Cumhurbaşkanı Yardımcısı Cevdet Yılmaz, "Türkiye Yüzyılı'nda Türk diasporasının kültürel bir aktör olarak işlev görebilmesi, fikirde ve işte birliktelik yoluyla olacaktır. Birliktelik ise ortaya konulacak ortak akıl ve irade ile sağlanabilir." dedi.
Yılmaz, Erzincan Binali Yıldırım Üniversitesi ev sahipliğinde, Yurtdışı Türkler ve Akraba Topluluklar Başkanlığı işbirliğiyle düzenlenen Türkiye Yüzyılı'nda I. Uluslararası Türk Diasporası Sempozyumu'na video konferans aracılığıyla katıldı.
Yılmaz, konuşmasında, Almanya'dan Fransa'ya, Amerika'dan Avusturya'ya kadar 7 milyondan fazla Türk vatandaşının, bulundukları ülkelerde kök salarak Türkiye'yi temsil ettiklerini, diasporadaki Türk vatandaşlarının bulundukları topraklara kattıkları değerlerle, anavatanlarına olan özlemlerini dayanışmalarıyla birleştirdiklerini söyledi.
"Yurt dışında yaşayan vatandaşlarımızın yanı sıra diasporamız, kökleri Orta Asya'ya dayanan, ortak tarih, dil, kültür ve medeniyet birikimiyle Türk dünyasının ayrılmaz bir parçası olarak hareket eder." diye konuşan Yılmaz, yurt dışındaki Türklerin kültürel kimliklerini korumalarının, anavatan ile bağlarını sürdürmelerinin ve bulundukları ülkelerde haklarını savunarak sosyoekonomik hayata katılmalarının Türkiye'nin diaspora politikasının temel hedefleri arasında yer aldığını ifade etti.
- "Ortak hedeflere ulaşmayı sağlayacak en güçlü araç olacaktır"
Yılmaz, Yurtdışı Türkler ve Akraba Topluluklar Başkanlığının, bu hedefler doğrultusunda yurt dışındaki Türklerin dil eğitimi, anavatan bilinci ve yaşadıkları ülkelerde güçlendirilmesi gibi alanlarda çeşitli destekler sunduğunu aktararak, şunları kaydetti:
"Ayrımcılık ile İslam düşmanlığına karşı STK'ların mücadele gücünü yükseltmek için de önemli gayretler verilmektedir. İslam düşmanlığı ve Türkofobi gibi akımlar, diasporada yaşayan vatandaşlarımız üzerinde şüphesiz ki olumsuz etkiler oluşturmaktadır. Özellikle Batı ülkelerinde, Müslüman topluluklara yönelik önyargılar ve saldırılar maalesef sıklaşmıştır. Medya ve siyasi söylemler, bu korkuları ve nefret dolu yaklaşımları körükleyebilmektedir. Tüm dünyada nefret suçlarına karşı yasal çerçevenin güçlendirilmesi ve bu tür suçları işleyenlere yönelik caydırıcı yaptırımlar uygulanması elzemdir. Ayrıca, ulusal ve uluslararası arenada bu tür ayrımcı yaklaşımlara karşı politikalar geliştirilmeli ve ortak hareket edilmelidir."
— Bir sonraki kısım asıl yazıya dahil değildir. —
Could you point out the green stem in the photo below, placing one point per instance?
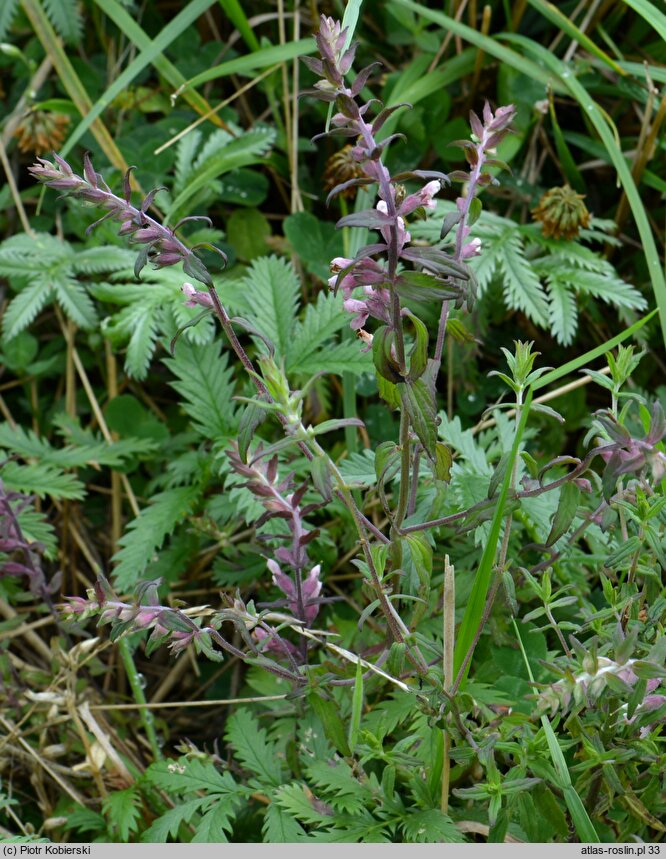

Sempozyum sonunda yayınlanacak "İslamofobi ve Türkofobi ile Mücadele Bildirgesi"nin bu kapsamda büyük bir önem taşıdığına işaret eden Yılmaz, diasporadaki Türk ve Müslüman topluluklar arasında daha güçlü bağların kurulacağına ve uluslararası platformlarda lobicilik faaliyetlerinin artırılarak bu sorunlara karşı daha güçlü bir duruş sergileneceğine inandığını dile getirdi.
Cumhurbaşkanı Yardımcısı Yılmaz, "Türkiye Yüzyılı'nda Türk diasporasının kültürel bir aktör olarak işlev görebilmesi, fikirde ve işte birliktelik yoluyla olacaktır. Birliktelik ise ortaya konulacak ortak akıl ve irade ile sağlanabilir. Türkiye Yüzyılı'nda, bu birliktelik hem ekonomik hem de diplomatik arenada Türk dünyasının küresel etkinliğini artırarak, ortak hedeflere ulaşmayı sağlayacak en güçlü araç olacaktır." ifadelerini kullandı.